Heute, so wie an jedem verfluchten Dezembertag in den Jahren zuvor hatte Thomas dem Heiltrank ein wenig Alraune und schwarzes Bilsenkraut beigemengt. Voller Vertrauen und Hoffnung auf Linderung hatte Elisabetha die Mixtur in einem Zuge getrunken. So konnte sie jetzt nicht das Geringste spüren von dem, was er tat. Keine Regung ihres schlanken Körpers, nicht einmal ein leises Zittern. Nur das stumme, ungläubige Entsetzen in ihren Augen zeugte davon, dass ihr Geist sehr wohl mitbekam, was vor sich ging. Ihr Blick schien um Gnade zu flehen. Ihre lautlose Bitte um Erlösung bohrte sich tief in seine Seele und schien ihn zwingen zu wollen, ihr endlich Frieden zu schenken. Aber es war noch nicht vorbei. Sterben durfte sie erst, wenn er sein Werk vollendet hatte, denn er brauchte ihr Blut frisch und unverdorben, das Leben musste noch darin pulsieren!
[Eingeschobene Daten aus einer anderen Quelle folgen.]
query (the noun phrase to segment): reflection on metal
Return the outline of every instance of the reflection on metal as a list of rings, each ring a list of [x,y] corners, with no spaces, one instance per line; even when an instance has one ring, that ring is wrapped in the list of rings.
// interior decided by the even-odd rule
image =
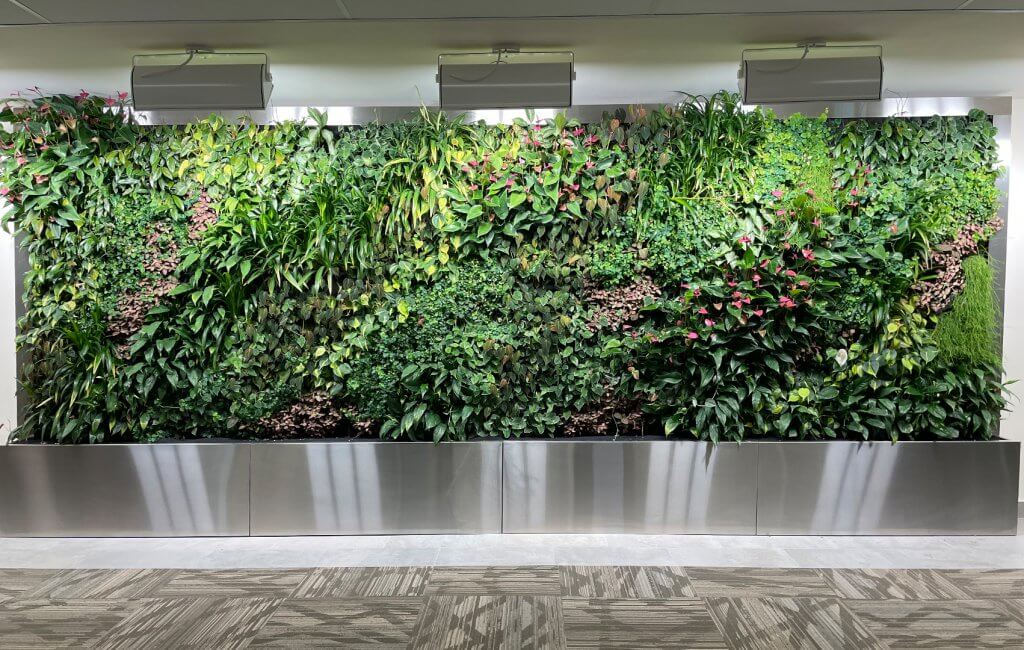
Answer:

Regungslos betrachtete er die klaffende Wunde, aus der weißer Dampf emporstieg als stummer Zeuge dieser Nacht. Der tiefe Schnitt hatte sich bereits bis an den Rand gefüllt mit ihrem Blut, das im fahlen Mondlicht glänzte wie tiefschwarzes Verderben.
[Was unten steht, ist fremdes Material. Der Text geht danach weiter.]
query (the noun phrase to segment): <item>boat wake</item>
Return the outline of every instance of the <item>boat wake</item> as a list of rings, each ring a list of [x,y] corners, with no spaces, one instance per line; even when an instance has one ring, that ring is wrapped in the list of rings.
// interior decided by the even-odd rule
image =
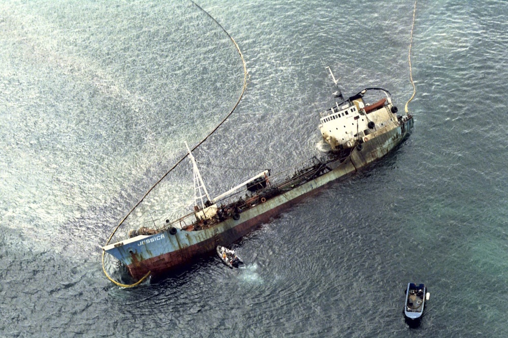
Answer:
[[[316,149],[322,153],[327,153],[332,150],[330,145],[325,142],[324,140],[321,140],[316,143]]]
[[[263,283],[263,279],[257,272],[258,269],[258,264],[249,264],[243,265],[239,267],[240,270],[240,279],[248,284],[262,284]]]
"Ein Jammer, dass es nur die Schönsten unter ihnen trifft!", dachte er missmutig.
Mit einer Pipette sog er das warme Blut auf und füllte es mit ruhiger Hand in kleine, kristallene Phiolen. Langsam reihten sich die Gefäße aneinander und Elisabetha sog die letzten Atemzüge der klaren Winterluft in ihre gepeinigten Lungen.
Stunden später saß Thomas wie ein kleiner Junge zusammengekauert in der alten Mühle, die er von seinem Vater geerbt hatte. Vor vielen Jahren hatten seine Urahnen die Mühle erbaut und das Müllerhandwerk über Generationen weitergegeben. Sein Vater war der Erste, der nicht den Beruf des Müllers ergriffen hatte. Gegen den Willen seiner Eltern war er Arzt geworden und es hatte lange gedauert, bis diese ihm verziehen hatten. Aus Pflichtgefühl hatte er nach deren Tod die alte Mühle übernommen und Jahre später Thomas das Versprechen abgerungen, dieselbe Pflicht zu erfüllen. Thomas wahrte das Erbe seiner Vorfahren, aber zuhause fühlen würde er sich hier niemals.
Mitten im Raum auf dem alten schweren Tisch standen die Phiolen säuberlich nebeneinander gereiht, sieben Phiolen gefüllt mit hellrotem Blut.